Rep. Kevin Cramer (R-ND) was supposed to be the GOP's best shot at dethroning Democratic Sen. Heidi Heitkamp, but his clumsy, barely disguised misogyny would make you think otherwise.
In a recent radio interview with right-wing talk radio host Scott Hennen, he attacked Heitkamp with a weirdly sexualized analogy, comparing her anti-Trump voting record to marital infidelity.
"Here's the good news about Donald Trump," he said. "Most of the time, he's for North Dakota. And that's my point where I've heard her say, 'Gee, I voted with him 55% of the time.' Can you imagine going home and telling your wife, 'I've been faithful to you 55% of the time?' Are you kidding me?

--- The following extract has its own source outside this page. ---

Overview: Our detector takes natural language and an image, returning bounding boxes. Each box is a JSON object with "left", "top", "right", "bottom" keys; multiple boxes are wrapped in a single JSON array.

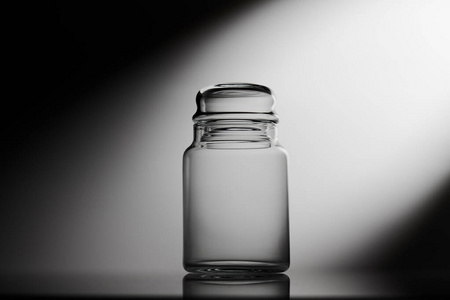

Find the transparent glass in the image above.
[{"left": 183, "top": 83, "right": 289, "bottom": 273}]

Being wrong half the time is not a good answer."
As CNN noted, "the comment is an awkward analogy, given Trump's long and well-publicized history of marital indiscretions."
And unfortunately, Cramer is not alone. Republican Senate candidates seem to have a serious problem when it comes to interacting with women.

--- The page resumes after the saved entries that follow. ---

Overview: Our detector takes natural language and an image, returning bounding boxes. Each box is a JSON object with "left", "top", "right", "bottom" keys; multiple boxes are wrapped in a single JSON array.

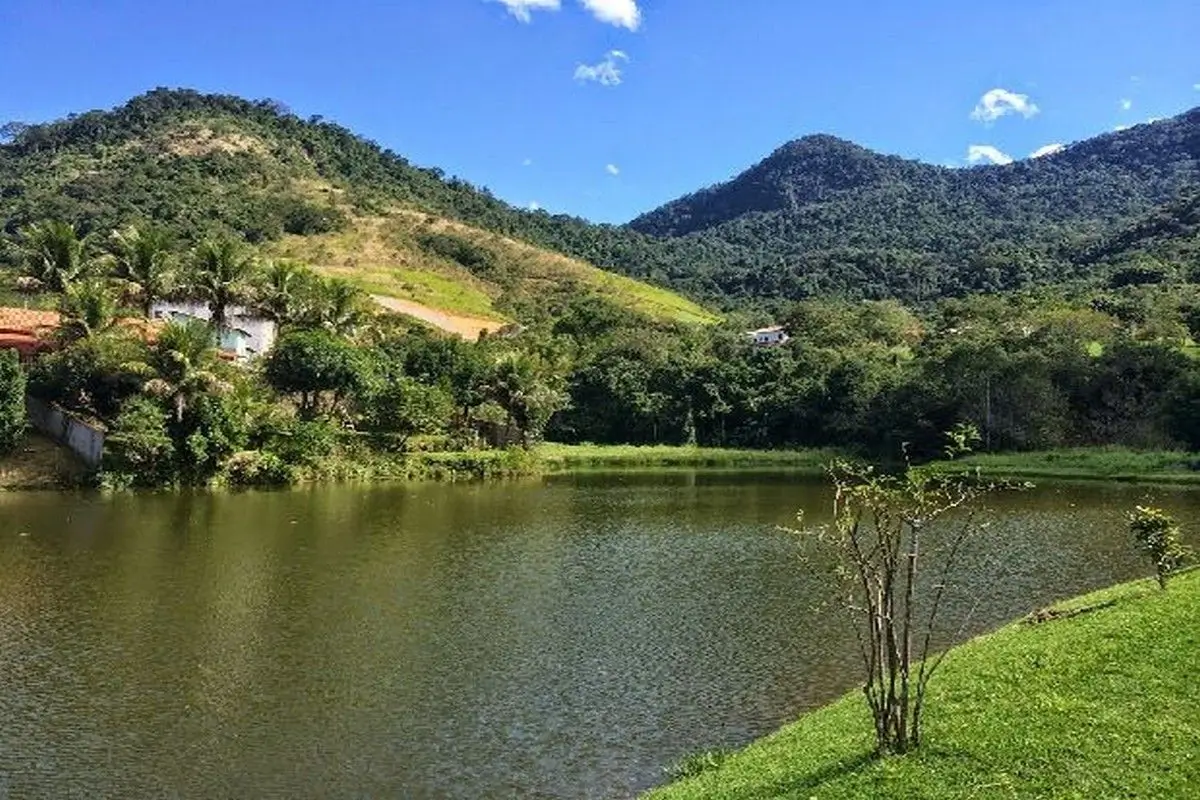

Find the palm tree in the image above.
[
  {"left": 316, "top": 277, "right": 371, "bottom": 337},
  {"left": 17, "top": 220, "right": 92, "bottom": 292},
  {"left": 189, "top": 238, "right": 258, "bottom": 331},
  {"left": 108, "top": 225, "right": 175, "bottom": 317},
  {"left": 256, "top": 259, "right": 304, "bottom": 324},
  {"left": 142, "top": 319, "right": 231, "bottom": 423},
  {"left": 56, "top": 279, "right": 120, "bottom": 344}
]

In Missouri, for instance, three separate Republicans running for Senate have faced controversy for misogynistic comments. Courtland Sykes said feminists are "she-devils" with "snake-filled heads," and that he expects women to give him "a home-cooked dinner at six every night." Josh Hawley said that sex trafficking was caused by "the sexual revolution." And Austin Petersen was caught hitting on a student who asked him how he would win women voters.
And earlier this week, Pennsylvania gubernatorial candidate Scott Wagner said he would have to "talk to my wife" about how birth control works, even though he passionately wants to regulate it.
The Republican Party, in fact, has such a problem with women that they are experiencing a brain drain of qualified candidates, with many conservative women opting or being told to sit out running for office this year because of Trump.
Republicans are heading for electoral disaster if they continue to treat half of the U.S. population so dismissively. And the behavior of candidates like Cramer proves a serious course correction is not likely any time soon.